The U-shaped light with an exclamation point. For those curious, it’s our TPMS warning light. TPMS is short for tyre pressure monitoring system (TPMS). It’s an indicator to the driver that one of more tyres on the vehicle are improperly inflated, whatever the reason.

In the past, studies and other analysis demonstrated a significant number of road accidents were caused by tyre-related events. Many of these have been down to underinflated tyres that have caused difficulties while driving, while some have resulted in tyre blowouts requiring action from the deriver that endangers lives of the driver, other drivers, passengers, and pedestrians.

As a consequence, these studies have led to decisions in the European Parliament in the EU in 2014 and at Congress in the United States in the early 2000s to make TPMS compulsory on all new vehicles. What followed, was a significant reduction in accidents relating to tyres as the cause.

What Should I Do When My TPMS Light Comes On?

First, don’t panic. When it’s safe to do so, stop and park your care.

After this, check your tyres manually with a tyre pressure gauge. If you don’t have one, you can drive to the nearest petrol station or garage to try and buy one – if you’re lucky, they may even let you borrow one.

If your tyres have low pressure readings, inflate them to within the manufacturer’s recommended levels. Assuming your TPMS system is working correctly, inflating your tyres may be enough to have the TPMS light turn stop illuminating.

But there can be times when it doesn’t. TPMS is a helpful tool, but sometimes it can have a fault and a TPMS system doesn’t tell us too well what exactly the fault is. Sometimes your tyres can have the correct pressure, yet the TPMS light comes on even if the tyres aren’t overinflated or underinflated.

How to Deal with a TPMS Light Malfunction

There are a few possible reasons why a TPMS light may malfunction on a vehicle.

One: Tyres Have Been Recently Replaced

When tyres have been replaced, a TPMS relearn or reset needs to be performed. Due to the technical nature of the TPMS programming tools, this should be done by a service centre professional.

For more on this, please see our post on TPMS Relearn Procedures.

Two: A TPMS Sensor Battery May Be Dead

You TPMS battery could be dead. Batteries can’t be replaced as they’re usually held in place by resin with soldered connections. However, TPMS batteries can last from five to ten years, depending on how the vehicle is used.

And as we’ve explained in a recent post, when you replace one sensor, it’s usually wise to replace each sensor on each tyre. This is because when one sensor battery has died, it’s a safe bet the other sensors will too as they’re exposed to the same environment as the broken sensor.

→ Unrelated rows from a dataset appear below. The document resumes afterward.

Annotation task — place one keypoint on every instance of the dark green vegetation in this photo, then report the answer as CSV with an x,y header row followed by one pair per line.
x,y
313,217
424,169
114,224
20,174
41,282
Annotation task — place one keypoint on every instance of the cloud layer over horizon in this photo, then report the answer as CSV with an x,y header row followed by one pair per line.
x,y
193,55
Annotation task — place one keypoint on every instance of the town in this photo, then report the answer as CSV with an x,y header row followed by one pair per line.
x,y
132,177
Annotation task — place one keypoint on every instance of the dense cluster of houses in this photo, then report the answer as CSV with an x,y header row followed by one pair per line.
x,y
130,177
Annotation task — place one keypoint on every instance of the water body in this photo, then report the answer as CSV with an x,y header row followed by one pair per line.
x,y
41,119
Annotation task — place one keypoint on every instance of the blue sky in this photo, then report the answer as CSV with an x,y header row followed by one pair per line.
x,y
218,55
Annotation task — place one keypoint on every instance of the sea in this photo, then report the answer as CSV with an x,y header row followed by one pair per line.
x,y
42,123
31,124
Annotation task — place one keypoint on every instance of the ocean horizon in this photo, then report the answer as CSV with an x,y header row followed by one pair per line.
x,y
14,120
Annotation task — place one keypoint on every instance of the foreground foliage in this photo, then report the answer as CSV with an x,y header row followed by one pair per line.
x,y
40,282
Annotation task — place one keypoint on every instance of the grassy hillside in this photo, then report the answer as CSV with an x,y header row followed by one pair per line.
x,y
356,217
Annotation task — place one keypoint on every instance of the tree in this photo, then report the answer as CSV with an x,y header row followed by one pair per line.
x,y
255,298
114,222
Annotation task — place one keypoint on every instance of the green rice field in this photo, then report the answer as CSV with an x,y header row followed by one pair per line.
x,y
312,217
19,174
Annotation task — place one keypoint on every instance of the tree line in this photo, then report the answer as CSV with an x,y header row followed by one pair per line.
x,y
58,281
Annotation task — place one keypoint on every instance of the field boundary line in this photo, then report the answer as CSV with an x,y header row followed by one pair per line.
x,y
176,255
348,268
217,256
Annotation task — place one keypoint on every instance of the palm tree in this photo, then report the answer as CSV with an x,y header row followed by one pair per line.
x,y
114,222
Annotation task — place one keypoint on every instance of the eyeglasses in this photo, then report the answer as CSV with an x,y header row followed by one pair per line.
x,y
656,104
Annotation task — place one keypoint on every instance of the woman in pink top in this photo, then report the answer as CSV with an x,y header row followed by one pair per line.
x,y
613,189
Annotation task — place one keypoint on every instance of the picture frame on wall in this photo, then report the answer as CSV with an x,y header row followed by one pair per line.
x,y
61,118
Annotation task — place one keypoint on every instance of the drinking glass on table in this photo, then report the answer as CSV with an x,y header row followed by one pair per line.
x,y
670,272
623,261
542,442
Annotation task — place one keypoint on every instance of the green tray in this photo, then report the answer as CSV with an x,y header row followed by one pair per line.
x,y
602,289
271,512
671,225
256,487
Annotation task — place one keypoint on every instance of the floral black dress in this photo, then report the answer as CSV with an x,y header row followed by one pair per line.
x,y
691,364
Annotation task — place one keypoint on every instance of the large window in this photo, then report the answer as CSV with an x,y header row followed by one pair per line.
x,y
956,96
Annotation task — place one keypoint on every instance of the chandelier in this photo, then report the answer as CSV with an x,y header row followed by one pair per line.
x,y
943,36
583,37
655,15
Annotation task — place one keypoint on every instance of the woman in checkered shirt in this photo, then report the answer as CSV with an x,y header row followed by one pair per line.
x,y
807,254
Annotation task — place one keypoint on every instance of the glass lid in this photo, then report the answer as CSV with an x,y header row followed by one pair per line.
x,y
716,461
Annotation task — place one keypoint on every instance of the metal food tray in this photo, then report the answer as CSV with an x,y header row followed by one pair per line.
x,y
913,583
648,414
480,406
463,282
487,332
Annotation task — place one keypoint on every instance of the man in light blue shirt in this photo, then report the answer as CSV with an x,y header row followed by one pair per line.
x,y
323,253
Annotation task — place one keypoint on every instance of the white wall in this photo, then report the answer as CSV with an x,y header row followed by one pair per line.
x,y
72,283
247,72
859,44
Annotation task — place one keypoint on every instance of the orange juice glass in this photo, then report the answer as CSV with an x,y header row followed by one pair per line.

Three: A TPMS Sensor May Be Damaged

Like reason number two, some sensors just get worn out though are hard-wearing. And again, it’s wise to replace all four at once.

Keep in mind, however, you will need to perform relearn procedures on any new TPMS sensors. In pragmatic terms, this is best done by your mechanic or service centre as TPMS sensors need to be programmed using TPMS programming tools whose cost makes them fairly inaccessible to the average motorist.